J.C. : Les nouvelles générations n’acceptent d’ailleurs plus ce genre de tâches. Et l’automatisation peut attirer de nouvelles compétences, avec de nouveaux besoins en termes de pilotage, de programmation, de maintenance.

10- Envisagez-vous de nouveaux investissements ?
F.R. : Nous sommes engagés dans une démarche d’amélioration continue donc, chaque année, nous faisons un bilan et fixons de nouveaux objectifs santé et sécurité. En 2020, nos priorités sont la lutte contre les TMS et le maintien dans l’emploi : deux choses complémentaires. Nous avons des investissements importants prévus et des plans de formation denses. Nous allons par exemple poursuivre le déploiement de l’éveil musculaire à la prise de poste. Cela évite les accidents à froid, limite l’apparition des TMS mais crée aussi du lien dans l’équipe. Nous allons aussi remplacer le système de ventilation de l’usine de sardine pour améliorer la qualité de l’air.

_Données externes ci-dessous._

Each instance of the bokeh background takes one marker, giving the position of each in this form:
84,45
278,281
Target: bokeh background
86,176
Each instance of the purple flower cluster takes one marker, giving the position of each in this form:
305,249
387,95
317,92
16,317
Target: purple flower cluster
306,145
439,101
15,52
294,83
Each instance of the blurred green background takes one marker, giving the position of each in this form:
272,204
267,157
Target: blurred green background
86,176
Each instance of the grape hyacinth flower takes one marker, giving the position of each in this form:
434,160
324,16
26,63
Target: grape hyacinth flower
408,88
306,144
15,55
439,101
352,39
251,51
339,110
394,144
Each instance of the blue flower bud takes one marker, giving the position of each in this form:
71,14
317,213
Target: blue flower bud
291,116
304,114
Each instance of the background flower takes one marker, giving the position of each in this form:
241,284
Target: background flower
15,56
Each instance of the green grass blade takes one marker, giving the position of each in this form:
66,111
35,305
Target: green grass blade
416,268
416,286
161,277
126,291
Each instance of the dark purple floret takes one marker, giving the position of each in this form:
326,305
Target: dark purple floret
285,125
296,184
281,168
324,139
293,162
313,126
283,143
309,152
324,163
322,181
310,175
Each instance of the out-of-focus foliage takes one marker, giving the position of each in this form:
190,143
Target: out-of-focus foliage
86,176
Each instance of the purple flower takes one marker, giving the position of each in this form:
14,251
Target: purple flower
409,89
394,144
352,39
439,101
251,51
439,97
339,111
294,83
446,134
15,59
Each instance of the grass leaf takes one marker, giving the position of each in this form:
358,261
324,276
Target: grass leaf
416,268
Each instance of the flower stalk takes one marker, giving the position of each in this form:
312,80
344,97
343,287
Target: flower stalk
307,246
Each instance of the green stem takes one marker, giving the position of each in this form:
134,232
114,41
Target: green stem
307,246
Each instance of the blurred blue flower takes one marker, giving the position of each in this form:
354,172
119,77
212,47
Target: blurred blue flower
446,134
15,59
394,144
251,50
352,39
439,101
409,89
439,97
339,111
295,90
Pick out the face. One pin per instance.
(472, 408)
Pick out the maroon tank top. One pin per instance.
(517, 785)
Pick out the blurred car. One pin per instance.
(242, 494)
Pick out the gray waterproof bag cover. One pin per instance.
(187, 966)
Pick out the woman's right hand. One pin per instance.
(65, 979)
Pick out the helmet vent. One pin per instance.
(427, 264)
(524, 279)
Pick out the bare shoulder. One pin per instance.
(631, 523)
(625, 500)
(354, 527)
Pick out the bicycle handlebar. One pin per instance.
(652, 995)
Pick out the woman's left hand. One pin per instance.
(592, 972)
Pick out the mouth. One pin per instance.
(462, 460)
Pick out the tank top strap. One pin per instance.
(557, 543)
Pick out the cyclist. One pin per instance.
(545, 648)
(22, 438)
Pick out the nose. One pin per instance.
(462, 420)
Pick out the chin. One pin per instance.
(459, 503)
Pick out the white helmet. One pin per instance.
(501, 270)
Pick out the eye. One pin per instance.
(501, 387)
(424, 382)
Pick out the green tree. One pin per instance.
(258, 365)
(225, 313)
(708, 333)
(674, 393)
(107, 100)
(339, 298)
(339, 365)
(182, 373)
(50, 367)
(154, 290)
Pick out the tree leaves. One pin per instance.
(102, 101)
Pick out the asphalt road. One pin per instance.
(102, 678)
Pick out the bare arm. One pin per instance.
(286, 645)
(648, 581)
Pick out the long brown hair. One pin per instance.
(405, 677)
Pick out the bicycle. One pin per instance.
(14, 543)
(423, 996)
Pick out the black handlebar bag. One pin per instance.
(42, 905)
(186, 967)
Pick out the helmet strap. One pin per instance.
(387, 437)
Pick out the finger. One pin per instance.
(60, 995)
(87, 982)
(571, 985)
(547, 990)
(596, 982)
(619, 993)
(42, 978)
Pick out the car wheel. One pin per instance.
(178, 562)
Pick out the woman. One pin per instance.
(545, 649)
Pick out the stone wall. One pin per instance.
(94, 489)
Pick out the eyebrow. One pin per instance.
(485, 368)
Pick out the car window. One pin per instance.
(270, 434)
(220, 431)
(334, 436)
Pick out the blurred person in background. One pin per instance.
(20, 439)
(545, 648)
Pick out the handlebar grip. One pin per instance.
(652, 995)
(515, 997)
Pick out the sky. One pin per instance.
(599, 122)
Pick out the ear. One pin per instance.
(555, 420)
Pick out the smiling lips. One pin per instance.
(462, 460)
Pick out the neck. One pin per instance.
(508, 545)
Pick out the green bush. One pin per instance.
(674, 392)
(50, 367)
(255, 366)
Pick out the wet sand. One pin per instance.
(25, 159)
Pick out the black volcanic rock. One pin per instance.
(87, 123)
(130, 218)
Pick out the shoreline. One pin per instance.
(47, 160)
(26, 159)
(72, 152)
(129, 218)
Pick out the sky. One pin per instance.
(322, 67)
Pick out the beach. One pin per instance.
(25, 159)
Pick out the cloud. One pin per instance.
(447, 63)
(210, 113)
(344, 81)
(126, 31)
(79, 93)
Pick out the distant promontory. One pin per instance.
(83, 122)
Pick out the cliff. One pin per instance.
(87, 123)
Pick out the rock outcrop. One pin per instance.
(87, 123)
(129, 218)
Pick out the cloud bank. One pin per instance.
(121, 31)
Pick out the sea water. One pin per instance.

E.M. : Notre projet 2020 porte sur la reprise des boîtes après le sertissage, avec un convoyeur, un laveur et un encageur automatiques avant la stérilisation. La sortie, elle aussi, sera automatisée, avec, à suivre, une table d’accumulation en amont de l’étiqueteuse. Il s’agit des postes les plus pénibles et répétitifs.

J.C. : Nous sommes clairement ici dans la prévention des TMS et profitons d’une aide financière de la Carsat relativement importante : de l’ordre de 50 000 euros sur un investissement de 115 00 euros.

(1) Caisse d’assurance retraite et santé au travail

Propos recueillis par Dominique GUILLOT - Photos Thierry NECTOUX

 

 

   Lexique

 
 

Les troubles musculo-squelettiques (TMS) :

Affections périarticulaires provoquant des douleurs aux poignets (syndrome du canal carpien), aux coudes (épicondylite, épitrochléite), aux épaules (tendinite des bras tendus) et des lésions chroniques de la colonne vertébrale (cervicalgies, lombalgies).
L’évaluation des risques professionnels, l’aménagement de l’environnement de travail, l’utilisation d’équipements ergonomiques, les mesures de prévention collective (sécurité des machines, état des sols…), le port d’équipements de protection individuelle appropriés, le respect des mesures d’hygiène (tenue agroalimentaire) et des principes du système HACCP (2) permettent de diminuer les diverses nuisances et de réduire fortement les risques professionnels.

(2) Analyse des dangers et points critiques pour leur maîtrise.

Source : Pierre-Yves Le Gall – Carsat Bretagne.